Quiet Government U-turn provides boost to Independent PCC by-election candidates…

… and the marketing opportunity of a lifetime for Brummie Dentists, if they’re quick.

Last Thursday, in the Ninth Delegated Legislation Committee of the House of Commons, the Government performed a U-turn on Police and Crime Commissioners that, by-and-large, has not been noticed. Most attention has focussed on the possible £3.7 million cost of the PCC by-election in the West Midlands, or in the chuntering from the House against those electors who had the temerity to ensure the election was held with the mind-boggling speed that had been insisted upon by….er, the House of Commons, when they passed the laws only 3 years ago.

Apart from a passing mention by Alan Travis in the Guardian however, there has been no attention paid to the fact the government were using the Committee to rush through emergency legislation to change the rules for the election so that candidates will have the opportunity to have their election addresses distributed by the Returning Officer to each household in the West Midlands in a booklet largely paid for by the taxpayer.

Brand-spanking-new Police Minister Mike Penning  admitted that, inexplicably, the legislation had failed to make any provision for publishing information about candidates, and this would be remedied with about £700,000 from the Home Office budget and about £250 from each of the candidates, though their individual bill could go as high as £1,000 (though you would never work this out from the emergency legislation itself).

Getting a message printed and delivered to just shy of 2 million electors for 250 quid is  about as good value as you can get – a fact not lost on Sir Bob Russell, Lib-Dem MP for Colchester, who said “before I became a Member of Parliament, we had a candidate standing in a general election, a local dentist, who was the smile candidate. I can see now hundreds of thousands of people across the west midlands having a candidate from whatever organisation, trade or whatever getting a free plug courtesy of the Home Office paying for free distribution to every household.

Except, until you read it here, you probably didn’t know about the opportunity, and anyone who wants to take advantage of it needs to get £5,000 in cleared funds and 100 voters to sign their nomination papers by 4pm on Friday, a task that people outside of political parties might find difficult.

The Minister was happy to admit the sort of guilt one can admit to when one is in the first few days of a new job and it is painfully obvious it was someone else’s fault. Apparently, in fact everybody else’s fault. It hadn’t been raised at the Second Reading, in the Committee or Report stages of the Bill or the Third Reading, or in its journey through the House of Lords. The Government hadn’t seen the problem. The Opposition hadn’t. No-one had worked out that in giving the electorate the job of deciding between some candidates elected over vast policing areas it would be nice if they had the faintest bit of information about those candidates, except for their favourite colour.

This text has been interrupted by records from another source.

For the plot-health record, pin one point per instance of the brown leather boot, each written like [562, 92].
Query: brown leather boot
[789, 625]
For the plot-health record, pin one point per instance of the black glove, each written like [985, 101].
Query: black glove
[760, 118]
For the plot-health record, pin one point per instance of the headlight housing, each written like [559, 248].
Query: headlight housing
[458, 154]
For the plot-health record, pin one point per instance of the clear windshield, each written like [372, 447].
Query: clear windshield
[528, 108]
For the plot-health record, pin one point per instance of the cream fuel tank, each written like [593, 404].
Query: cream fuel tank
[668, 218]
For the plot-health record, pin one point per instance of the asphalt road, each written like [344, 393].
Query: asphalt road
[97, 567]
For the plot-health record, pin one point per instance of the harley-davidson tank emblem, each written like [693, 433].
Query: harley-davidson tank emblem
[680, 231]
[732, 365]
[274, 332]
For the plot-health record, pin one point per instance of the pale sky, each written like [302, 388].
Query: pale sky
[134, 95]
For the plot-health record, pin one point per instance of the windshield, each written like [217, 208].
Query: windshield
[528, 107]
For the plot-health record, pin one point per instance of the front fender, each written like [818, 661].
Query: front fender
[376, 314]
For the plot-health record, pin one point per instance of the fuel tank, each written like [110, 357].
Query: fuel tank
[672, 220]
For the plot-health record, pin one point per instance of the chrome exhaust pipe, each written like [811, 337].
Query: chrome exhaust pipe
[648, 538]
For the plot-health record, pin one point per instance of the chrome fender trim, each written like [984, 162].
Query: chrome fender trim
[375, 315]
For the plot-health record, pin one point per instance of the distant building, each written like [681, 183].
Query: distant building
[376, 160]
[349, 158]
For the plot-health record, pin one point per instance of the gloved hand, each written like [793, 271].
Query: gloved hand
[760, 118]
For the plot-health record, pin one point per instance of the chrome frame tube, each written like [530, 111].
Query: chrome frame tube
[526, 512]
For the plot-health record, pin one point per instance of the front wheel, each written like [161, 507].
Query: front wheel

I am in no position to contradict the Minister. No doubt he has faithfully been advised by his Civil Servants, but he, or they, might well have added that pretty much as soon as the law was passed, just about everybody began banging on his boss’s door about this very evident defect, and nothing was done about it.

In January 2012 the Chief Executive of the Electoral Commission mentioned the problem.

Early in February 2012 the Chief Executive of the Association of Electoral Administrators was going on about it.

In March of 2012 the Shadow Justice Minister was asking The Home Secretary questions in the House on the matter.

Throughout the election here at TopOfTheCops we went on about it quite a bit, especially as the Electoral Commission went to the expense of distributing a booklet to every household explaining the election, but saying nothing about the candidates! This culminated in an attempt in September of 2012 to decode the signals emanating from a recently departed Police Minister about a lack of support in high places for radicalism in police reform, but none of this was mentioned last Thursday. Instead, a one-by-election-only change was made to the rules, to test to see whether it has a positive effect on turnout.

While pleased at this long-overdue victory, I wonder why it is done in such a hurry, when 2012 offered ample opportunity for this to happen at a more leisurely pace, and who in Government it was who compromised the entire PCC reform by blocking it from happening in the first place. It is as incomprehensible to me as the recent departure of Michael Gove, and the continued tenure of Theresa May.

The PCC elections nationally resulted in big wins by Independents, and the West Midlands PCC by-election will feature a candidate booklet for voters that overcomes a major barrier to Independents campaigning on anything like an even footing, but it has all been kept so quiet that no-one might notice, not even the dentists in Birmingham, and it is possible that only the political parties who made the change, and who are worried about not having enough troops on the ground in the summer holidays to get their own messages out, will feel the benefit.